Com isso, Bolsonaro subiu de 31% para 34% e Lula caiu de 44% para 41%.
Ambos os movimentos extrapolam a margem de erro de dois pontos porcentuais para mais ou para menos.

Os demais candidatos não pontuaram.
O efeito do “pacote de bondades” do governo também pode ser observado na avaliação geral do governo.
Bolsonaro ainda é o mais rejeitado entre todos os candidatos, mas a pesquisa aponta para uma redução acentuada no índice. A taxa de rejeição do atual mandatário caiu de 58% para 53%.

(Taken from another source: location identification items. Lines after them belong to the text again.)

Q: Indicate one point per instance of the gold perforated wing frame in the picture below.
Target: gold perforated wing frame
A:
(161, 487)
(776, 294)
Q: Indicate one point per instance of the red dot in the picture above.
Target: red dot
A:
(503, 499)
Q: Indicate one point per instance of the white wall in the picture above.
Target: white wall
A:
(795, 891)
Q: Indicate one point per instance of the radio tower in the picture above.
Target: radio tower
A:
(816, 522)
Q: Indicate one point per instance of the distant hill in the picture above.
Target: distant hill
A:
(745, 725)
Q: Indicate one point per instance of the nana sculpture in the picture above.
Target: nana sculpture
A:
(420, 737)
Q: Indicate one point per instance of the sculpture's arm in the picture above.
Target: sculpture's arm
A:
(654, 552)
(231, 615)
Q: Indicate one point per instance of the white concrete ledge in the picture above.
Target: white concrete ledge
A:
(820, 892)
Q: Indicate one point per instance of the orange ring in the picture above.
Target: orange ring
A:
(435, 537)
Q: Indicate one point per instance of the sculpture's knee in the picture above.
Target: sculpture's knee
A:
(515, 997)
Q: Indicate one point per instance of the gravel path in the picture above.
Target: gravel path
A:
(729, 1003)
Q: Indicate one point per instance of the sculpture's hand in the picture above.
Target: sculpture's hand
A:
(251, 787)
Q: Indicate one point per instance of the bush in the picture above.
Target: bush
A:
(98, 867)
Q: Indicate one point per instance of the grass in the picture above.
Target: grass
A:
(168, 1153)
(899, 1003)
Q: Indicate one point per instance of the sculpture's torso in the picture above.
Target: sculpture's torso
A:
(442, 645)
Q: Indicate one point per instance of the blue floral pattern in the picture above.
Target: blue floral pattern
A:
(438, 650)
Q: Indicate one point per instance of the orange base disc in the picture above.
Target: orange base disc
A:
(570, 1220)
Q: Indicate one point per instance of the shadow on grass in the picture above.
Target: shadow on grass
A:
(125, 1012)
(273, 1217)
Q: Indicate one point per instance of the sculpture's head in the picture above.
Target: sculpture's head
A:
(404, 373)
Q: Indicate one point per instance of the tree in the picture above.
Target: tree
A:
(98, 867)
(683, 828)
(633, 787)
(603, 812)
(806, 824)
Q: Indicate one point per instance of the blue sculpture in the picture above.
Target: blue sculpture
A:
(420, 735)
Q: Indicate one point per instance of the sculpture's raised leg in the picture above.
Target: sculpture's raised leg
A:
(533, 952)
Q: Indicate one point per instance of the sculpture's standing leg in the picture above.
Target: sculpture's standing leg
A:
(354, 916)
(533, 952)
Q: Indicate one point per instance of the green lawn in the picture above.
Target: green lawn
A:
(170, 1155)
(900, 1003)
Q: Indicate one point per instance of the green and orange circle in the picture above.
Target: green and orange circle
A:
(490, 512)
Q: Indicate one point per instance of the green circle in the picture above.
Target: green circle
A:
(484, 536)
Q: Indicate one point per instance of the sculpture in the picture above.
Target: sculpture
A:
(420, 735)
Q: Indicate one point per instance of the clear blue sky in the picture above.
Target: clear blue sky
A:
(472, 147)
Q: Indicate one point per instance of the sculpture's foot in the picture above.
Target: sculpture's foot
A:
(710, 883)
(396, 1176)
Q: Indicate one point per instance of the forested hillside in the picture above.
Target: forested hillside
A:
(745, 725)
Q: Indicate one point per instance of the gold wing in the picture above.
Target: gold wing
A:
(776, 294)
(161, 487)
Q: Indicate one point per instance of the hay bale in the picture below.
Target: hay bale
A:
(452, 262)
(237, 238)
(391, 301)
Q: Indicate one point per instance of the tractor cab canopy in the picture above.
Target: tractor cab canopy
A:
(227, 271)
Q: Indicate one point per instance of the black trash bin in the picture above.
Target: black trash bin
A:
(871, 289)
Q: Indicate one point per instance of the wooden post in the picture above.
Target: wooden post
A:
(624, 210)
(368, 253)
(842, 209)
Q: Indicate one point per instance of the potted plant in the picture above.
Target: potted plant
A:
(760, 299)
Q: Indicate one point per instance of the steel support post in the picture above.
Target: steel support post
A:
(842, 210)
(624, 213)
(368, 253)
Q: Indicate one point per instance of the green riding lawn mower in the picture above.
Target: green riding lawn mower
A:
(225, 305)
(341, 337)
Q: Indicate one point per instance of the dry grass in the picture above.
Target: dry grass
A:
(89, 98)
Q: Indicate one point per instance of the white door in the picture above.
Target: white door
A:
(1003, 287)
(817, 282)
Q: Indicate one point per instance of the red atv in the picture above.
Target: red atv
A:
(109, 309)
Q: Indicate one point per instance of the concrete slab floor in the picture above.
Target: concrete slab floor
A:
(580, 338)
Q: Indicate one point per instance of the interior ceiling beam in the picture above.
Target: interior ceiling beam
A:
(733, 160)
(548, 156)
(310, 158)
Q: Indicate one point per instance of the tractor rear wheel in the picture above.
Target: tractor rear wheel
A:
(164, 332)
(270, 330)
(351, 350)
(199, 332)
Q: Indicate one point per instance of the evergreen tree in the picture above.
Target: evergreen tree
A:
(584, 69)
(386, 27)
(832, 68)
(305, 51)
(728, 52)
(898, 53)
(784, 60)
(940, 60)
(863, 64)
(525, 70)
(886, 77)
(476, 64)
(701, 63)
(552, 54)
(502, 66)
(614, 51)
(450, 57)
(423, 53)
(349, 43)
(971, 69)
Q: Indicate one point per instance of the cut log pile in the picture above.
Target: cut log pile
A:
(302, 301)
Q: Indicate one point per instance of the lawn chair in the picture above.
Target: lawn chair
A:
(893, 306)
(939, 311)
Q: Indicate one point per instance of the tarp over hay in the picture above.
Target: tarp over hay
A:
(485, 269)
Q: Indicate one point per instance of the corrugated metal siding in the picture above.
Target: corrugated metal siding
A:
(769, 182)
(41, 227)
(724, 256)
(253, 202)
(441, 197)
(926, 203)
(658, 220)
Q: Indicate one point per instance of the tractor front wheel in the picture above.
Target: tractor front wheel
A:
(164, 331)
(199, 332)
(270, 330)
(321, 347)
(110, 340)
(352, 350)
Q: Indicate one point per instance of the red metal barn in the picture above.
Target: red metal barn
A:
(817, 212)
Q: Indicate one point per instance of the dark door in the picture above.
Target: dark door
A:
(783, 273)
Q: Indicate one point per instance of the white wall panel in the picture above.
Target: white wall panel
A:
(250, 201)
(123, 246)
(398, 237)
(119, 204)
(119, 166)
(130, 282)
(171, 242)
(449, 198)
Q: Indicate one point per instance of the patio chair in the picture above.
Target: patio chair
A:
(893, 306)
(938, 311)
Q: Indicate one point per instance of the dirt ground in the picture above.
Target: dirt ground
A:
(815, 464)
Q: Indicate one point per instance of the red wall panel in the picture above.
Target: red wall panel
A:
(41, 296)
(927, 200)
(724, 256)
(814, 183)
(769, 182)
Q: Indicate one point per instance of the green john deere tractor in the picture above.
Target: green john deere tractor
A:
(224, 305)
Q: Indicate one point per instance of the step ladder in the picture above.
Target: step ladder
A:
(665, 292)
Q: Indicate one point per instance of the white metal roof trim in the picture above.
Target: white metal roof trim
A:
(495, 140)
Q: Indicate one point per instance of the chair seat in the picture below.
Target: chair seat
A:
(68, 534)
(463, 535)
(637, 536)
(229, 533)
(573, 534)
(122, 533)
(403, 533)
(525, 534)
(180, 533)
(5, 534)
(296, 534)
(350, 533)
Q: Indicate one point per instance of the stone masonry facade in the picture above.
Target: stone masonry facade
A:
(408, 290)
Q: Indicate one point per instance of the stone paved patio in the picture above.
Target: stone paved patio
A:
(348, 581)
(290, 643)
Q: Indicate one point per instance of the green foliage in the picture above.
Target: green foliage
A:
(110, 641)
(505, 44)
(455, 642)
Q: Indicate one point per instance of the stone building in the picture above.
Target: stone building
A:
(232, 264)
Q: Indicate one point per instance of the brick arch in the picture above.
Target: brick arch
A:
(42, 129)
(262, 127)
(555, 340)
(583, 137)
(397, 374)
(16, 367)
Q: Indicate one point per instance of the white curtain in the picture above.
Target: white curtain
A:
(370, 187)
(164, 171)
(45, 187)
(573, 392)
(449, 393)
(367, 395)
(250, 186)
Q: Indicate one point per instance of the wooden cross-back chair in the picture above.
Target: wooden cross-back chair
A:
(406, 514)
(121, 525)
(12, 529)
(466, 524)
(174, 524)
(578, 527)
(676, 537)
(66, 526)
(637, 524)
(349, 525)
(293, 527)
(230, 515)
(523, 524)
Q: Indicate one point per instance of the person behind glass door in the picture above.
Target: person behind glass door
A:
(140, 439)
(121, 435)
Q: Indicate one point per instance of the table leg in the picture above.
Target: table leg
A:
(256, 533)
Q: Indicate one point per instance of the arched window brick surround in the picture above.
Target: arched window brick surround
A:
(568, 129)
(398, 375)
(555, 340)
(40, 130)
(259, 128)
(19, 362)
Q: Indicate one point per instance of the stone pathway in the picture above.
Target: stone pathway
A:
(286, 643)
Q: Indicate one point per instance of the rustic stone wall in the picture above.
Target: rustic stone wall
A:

No que diz respeito à avaliação do governo, o número de brasileiros que o consideram ruim ainda é maior do que os que o avaliam como bom, mas a diferença também diminuiu entre 25 de julho e 8 de agosto.
A avaliação de ótimo ou bom passou de 31% para 33%. Já os que consideram o desempenho ruim ou péssimo caiu de 47% para 44%. Enquanto isso, a avaliação regular do governo oscilou de 20% para 22%.

A relativa estabilidade da vantagem de Lula sobre Bolsonaro em segundo turno também foi abalada pela queda do preço dos combustíveis e pela distribuição de benefícios temporários pelo governo.
Lula segue vencendo em todos os cenários, mas viu a vantagem sobre Bolsonaro cair de 18 para 12 pontos porcentuais entre 25 de julho e 8 de agosto.
Se o segundo turno ocorresse hoje, Lula venceria Bolsonaro por 51% a 39%.

Lula também venceria Ciro Gomes e Simone Tebet em segundo turno.
Bolsonaro, por sua vez, seria derrotado por Ciro e venceria Simone.

Para elaborar a pesquisa encomendada pelo BTG, o Instituto FSB consultou 2 mil eleitores de todo o país entre 5 e 7 de agosto. As entrevistas foram conduzidas por telefone. A margem de erro é de dois pontos porcentuais para mais ou para menos.